There will be time to dissect the Cubs further when we evaluate their chances vis-a-vis their opposition next week for the NLDS but for now, let us acknowledge a regular season of historic significance for one of Major League Baseball's most beloved franchises. The post-season promises unpredictable twists and turns but there can be no mistaking that this is the best October team Chicago will field in generations. 73 years later, George Wise may be headed back to Wrigley for the Fall Classic.

Comments

I would disagree with your assessment of Dodger Stadium as having "spacious confines". According to baseball-reference.com's park factors, Dodger Stadium favors hitters this year as well as in 2006-2007. This year it's almost equal to Wrigley.

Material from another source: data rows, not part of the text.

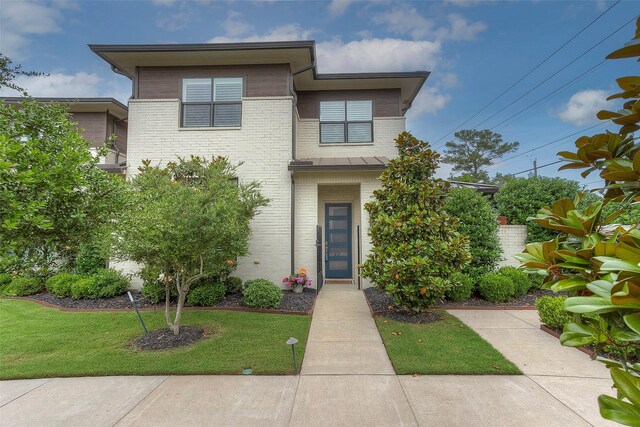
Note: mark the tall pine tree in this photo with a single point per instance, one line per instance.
(415, 242)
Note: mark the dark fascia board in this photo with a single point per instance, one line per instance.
(64, 100)
(101, 49)
(309, 168)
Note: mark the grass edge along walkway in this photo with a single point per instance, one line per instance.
(446, 347)
(39, 342)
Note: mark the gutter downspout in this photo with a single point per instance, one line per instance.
(117, 71)
(293, 184)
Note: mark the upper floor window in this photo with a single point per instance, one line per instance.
(212, 102)
(346, 121)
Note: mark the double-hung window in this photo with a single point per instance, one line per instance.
(212, 102)
(346, 122)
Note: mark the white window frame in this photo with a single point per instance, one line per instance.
(212, 103)
(345, 122)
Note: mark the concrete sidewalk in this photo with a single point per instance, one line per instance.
(345, 381)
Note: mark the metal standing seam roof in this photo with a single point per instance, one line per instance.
(376, 163)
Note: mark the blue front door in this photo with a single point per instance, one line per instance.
(337, 225)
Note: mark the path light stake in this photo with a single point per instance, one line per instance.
(135, 306)
(292, 342)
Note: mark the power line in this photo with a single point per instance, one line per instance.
(530, 72)
(549, 95)
(547, 144)
(554, 74)
(537, 167)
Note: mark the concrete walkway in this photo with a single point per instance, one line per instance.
(346, 380)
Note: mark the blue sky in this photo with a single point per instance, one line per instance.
(474, 49)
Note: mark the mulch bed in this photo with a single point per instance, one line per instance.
(381, 303)
(528, 300)
(291, 302)
(164, 339)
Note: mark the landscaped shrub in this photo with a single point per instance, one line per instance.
(535, 280)
(478, 221)
(521, 198)
(206, 295)
(461, 287)
(496, 288)
(108, 283)
(89, 260)
(23, 286)
(5, 281)
(261, 293)
(61, 284)
(519, 278)
(234, 285)
(416, 245)
(552, 312)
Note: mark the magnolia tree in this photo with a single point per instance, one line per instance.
(53, 196)
(187, 220)
(416, 245)
(596, 260)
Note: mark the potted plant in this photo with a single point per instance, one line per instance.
(297, 281)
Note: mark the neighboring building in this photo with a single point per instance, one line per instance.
(98, 119)
(316, 142)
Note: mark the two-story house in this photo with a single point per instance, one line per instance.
(99, 121)
(316, 142)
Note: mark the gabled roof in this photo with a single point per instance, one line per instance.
(300, 55)
(81, 105)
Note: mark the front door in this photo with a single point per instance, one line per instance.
(337, 240)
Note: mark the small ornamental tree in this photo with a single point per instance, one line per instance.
(478, 221)
(53, 196)
(416, 245)
(596, 260)
(188, 221)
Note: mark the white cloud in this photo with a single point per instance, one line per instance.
(21, 19)
(280, 33)
(80, 84)
(339, 7)
(583, 106)
(407, 20)
(233, 26)
(377, 55)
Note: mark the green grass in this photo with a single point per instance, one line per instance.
(37, 342)
(440, 348)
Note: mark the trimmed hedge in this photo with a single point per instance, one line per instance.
(552, 312)
(105, 283)
(261, 293)
(520, 280)
(496, 288)
(461, 287)
(234, 285)
(23, 286)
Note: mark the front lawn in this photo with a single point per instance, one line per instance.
(440, 348)
(38, 341)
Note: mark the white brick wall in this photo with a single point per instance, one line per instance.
(513, 239)
(385, 131)
(263, 143)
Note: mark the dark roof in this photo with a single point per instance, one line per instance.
(340, 163)
(78, 105)
(68, 100)
(483, 188)
(300, 55)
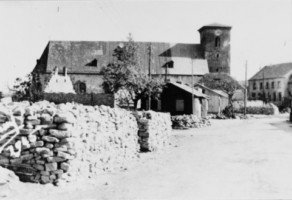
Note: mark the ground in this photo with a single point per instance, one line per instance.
(232, 159)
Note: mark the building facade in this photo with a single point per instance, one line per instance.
(187, 63)
(271, 84)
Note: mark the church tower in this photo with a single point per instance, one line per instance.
(215, 43)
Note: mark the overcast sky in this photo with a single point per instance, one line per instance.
(261, 30)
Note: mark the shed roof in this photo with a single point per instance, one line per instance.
(215, 25)
(189, 89)
(218, 92)
(273, 71)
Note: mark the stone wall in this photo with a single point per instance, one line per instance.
(86, 99)
(68, 141)
(154, 129)
(42, 152)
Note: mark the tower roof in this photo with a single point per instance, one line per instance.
(215, 25)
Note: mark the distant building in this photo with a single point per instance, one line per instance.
(217, 100)
(177, 99)
(271, 83)
(83, 60)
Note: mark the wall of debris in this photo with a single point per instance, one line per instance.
(70, 141)
(86, 99)
(154, 129)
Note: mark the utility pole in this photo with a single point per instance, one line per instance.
(149, 69)
(192, 86)
(245, 88)
(166, 66)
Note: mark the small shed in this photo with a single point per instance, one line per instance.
(218, 99)
(176, 98)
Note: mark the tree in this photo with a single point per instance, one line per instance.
(29, 88)
(125, 75)
(221, 81)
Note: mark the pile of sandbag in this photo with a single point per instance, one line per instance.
(154, 129)
(189, 121)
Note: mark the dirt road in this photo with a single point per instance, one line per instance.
(232, 159)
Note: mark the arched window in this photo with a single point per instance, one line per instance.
(82, 87)
(217, 41)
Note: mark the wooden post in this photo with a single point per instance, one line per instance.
(149, 97)
(245, 89)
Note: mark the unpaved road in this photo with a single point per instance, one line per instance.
(232, 159)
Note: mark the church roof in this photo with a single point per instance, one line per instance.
(88, 57)
(189, 89)
(273, 71)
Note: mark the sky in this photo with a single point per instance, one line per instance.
(261, 31)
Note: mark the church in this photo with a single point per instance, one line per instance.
(82, 61)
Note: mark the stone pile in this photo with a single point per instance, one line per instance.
(189, 121)
(107, 140)
(69, 141)
(43, 150)
(154, 129)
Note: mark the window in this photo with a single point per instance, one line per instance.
(82, 88)
(275, 96)
(217, 41)
(254, 86)
(92, 63)
(179, 105)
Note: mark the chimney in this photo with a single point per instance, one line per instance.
(65, 71)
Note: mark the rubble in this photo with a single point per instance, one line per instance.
(69, 141)
(154, 129)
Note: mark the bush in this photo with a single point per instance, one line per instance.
(188, 121)
(261, 110)
(228, 112)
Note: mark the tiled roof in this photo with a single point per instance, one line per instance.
(218, 92)
(215, 25)
(189, 89)
(273, 71)
(77, 56)
(183, 66)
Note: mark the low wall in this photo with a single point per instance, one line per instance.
(154, 129)
(85, 99)
(43, 150)
(70, 141)
(73, 141)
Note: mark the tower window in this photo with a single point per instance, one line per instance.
(217, 41)
(82, 88)
(92, 63)
(254, 86)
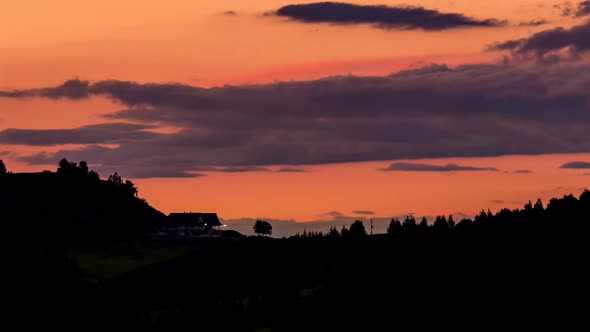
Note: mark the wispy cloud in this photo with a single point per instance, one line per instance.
(363, 212)
(417, 167)
(576, 165)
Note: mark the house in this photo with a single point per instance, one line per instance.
(191, 223)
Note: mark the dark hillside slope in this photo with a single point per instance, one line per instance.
(72, 203)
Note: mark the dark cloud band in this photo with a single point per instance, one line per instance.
(433, 112)
(401, 17)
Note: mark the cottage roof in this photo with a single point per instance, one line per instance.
(193, 219)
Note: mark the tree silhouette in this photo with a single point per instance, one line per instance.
(115, 178)
(83, 166)
(357, 230)
(409, 224)
(395, 228)
(262, 227)
(333, 233)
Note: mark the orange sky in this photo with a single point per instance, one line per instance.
(194, 42)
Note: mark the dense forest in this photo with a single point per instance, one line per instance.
(512, 270)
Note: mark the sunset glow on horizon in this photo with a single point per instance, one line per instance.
(229, 107)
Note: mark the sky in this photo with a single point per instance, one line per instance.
(308, 114)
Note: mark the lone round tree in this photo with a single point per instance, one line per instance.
(262, 227)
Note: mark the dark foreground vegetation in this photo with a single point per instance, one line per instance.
(514, 270)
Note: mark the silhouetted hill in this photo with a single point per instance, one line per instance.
(72, 202)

http://sports.espn.go.com/mlb/stats/parkfactor

It's a very different Dodger Stadium since the McCourts took over. Home plate was moved closer to center field, and huge chunks of foul territory in every direction have been replaced with seats. Dozens of fans who had front row seats on the foul lines for decades found themselves several rows back if they didn't shell out several times as much money as they used to pay. Lots of foul outs are now just foul balls, and it's easier to hit the ball over or off the outfield walls. Tonight's game, for example, I recall three foul balls that landed five rows back or less, all of which would have been outs five years ago. Dodger Stadium was at its largest (i.e. best for pitching) back when it first opened, but there's no way to shrink the stadium any more without returning to the bandbox dimensions of Ebbets Field.

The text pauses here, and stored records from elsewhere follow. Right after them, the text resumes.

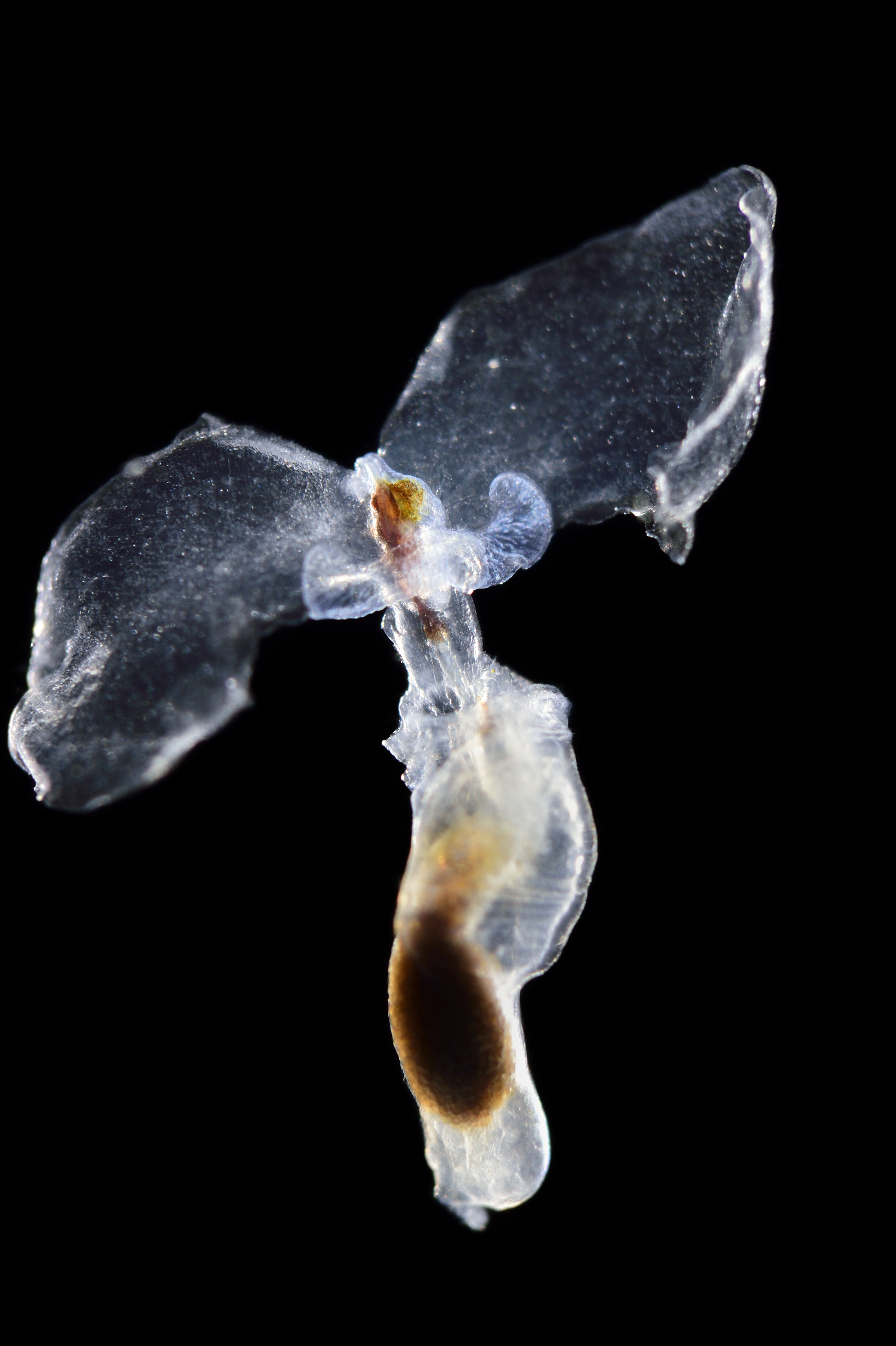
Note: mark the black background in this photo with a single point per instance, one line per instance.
(202, 1065)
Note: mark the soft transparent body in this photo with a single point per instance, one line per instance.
(624, 377)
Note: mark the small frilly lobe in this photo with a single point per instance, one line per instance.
(504, 843)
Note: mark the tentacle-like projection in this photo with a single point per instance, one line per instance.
(626, 376)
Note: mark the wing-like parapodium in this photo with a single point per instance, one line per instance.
(625, 376)
(153, 601)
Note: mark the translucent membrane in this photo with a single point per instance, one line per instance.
(626, 376)
(502, 854)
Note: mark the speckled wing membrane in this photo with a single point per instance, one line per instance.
(153, 601)
(626, 376)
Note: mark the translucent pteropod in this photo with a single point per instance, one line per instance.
(624, 377)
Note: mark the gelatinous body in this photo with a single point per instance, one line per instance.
(502, 854)
(624, 377)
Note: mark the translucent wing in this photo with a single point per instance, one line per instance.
(153, 601)
(625, 376)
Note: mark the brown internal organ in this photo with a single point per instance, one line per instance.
(397, 507)
(447, 1025)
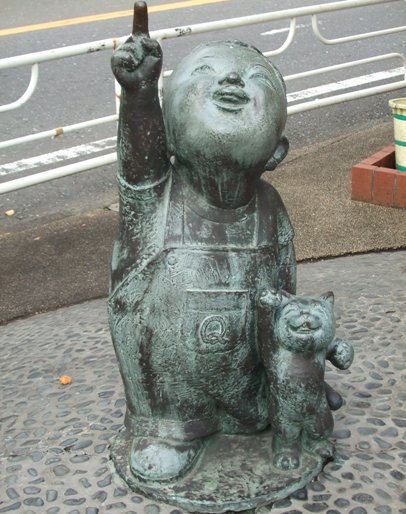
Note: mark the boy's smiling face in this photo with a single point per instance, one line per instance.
(225, 101)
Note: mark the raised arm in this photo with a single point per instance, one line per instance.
(142, 154)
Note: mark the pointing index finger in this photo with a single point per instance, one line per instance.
(140, 21)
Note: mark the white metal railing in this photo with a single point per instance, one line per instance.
(35, 59)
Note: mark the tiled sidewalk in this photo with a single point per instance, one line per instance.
(54, 439)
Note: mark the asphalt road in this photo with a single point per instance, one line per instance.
(81, 88)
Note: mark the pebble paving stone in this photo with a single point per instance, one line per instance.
(54, 439)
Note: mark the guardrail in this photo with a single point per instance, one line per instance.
(35, 59)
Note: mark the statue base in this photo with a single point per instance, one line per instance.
(233, 473)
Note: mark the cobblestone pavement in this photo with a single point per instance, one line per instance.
(54, 439)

What there has been this year is one of the coolest summers in memory, and I've lived in the area all my life. This is surprising following record breaking heat this spring. When Los Angeles is cool, you get an onshore flow, the humidity goes up, and the balls don't carry. When Los Angeles is hot, then it's a hitter's park. When there were all those fires throughout California earlier this year, LA was surprisingly exempt, with some of the wettest and least smoky air in the state; I don't know why. We paid close attention to that stuff because my wife is so allergic to smoke; the air at my mom's house (northwest of LA) was cleaner than at our house (near Yosemite) or our daughter's (San Francisco). But if I had to bet my life on a shutout happening, and I could pick any ballpark but not the weather conditions or the teams, I'd go with Petco, and it's not close. And as was cited, BR says LA's three year running total is a hitter's park, at 104/103.

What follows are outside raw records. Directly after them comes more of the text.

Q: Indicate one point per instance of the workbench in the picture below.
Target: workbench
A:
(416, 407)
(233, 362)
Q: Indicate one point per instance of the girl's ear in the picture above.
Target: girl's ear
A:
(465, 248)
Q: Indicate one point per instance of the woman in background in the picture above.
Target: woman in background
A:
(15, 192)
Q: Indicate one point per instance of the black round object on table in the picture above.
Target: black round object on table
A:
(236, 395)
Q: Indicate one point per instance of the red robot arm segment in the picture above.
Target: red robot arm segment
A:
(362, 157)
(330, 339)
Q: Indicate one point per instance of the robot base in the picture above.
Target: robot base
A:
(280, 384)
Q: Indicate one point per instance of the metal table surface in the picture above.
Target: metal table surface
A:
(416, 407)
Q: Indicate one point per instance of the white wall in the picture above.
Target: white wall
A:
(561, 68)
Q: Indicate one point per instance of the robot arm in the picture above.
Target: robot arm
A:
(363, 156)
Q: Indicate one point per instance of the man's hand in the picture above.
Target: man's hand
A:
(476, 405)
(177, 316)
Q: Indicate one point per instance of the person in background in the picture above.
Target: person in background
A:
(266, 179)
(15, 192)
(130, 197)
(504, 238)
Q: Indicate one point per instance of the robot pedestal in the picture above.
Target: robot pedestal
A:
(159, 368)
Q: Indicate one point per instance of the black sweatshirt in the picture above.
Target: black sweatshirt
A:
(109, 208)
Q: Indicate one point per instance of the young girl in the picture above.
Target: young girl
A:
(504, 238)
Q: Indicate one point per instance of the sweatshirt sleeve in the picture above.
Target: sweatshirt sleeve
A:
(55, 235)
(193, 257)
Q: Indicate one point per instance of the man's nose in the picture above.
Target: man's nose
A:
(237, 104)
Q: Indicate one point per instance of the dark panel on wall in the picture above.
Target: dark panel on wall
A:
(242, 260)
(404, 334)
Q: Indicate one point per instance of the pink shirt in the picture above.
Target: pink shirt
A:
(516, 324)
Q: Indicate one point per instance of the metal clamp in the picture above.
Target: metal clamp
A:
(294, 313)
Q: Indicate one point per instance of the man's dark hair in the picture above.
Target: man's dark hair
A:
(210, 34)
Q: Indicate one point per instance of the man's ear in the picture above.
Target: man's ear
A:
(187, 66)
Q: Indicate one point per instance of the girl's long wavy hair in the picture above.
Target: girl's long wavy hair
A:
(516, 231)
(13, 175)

http://www.baseball-reference.com/teams/LAD/attend.shtml

I'll take baseball-reference.com's numbers over ESPN's any day of the week, any sport.

Best Chicago team in generations? I assume you mean Cubs' team. And even then, I'm not sure this team is better than the '84 team. The NL is brutal. I'm guessing this team won't got 11-1 in the playoffs. Probably won't win the WS.

They are good. Exactly how good? We'll soon find out.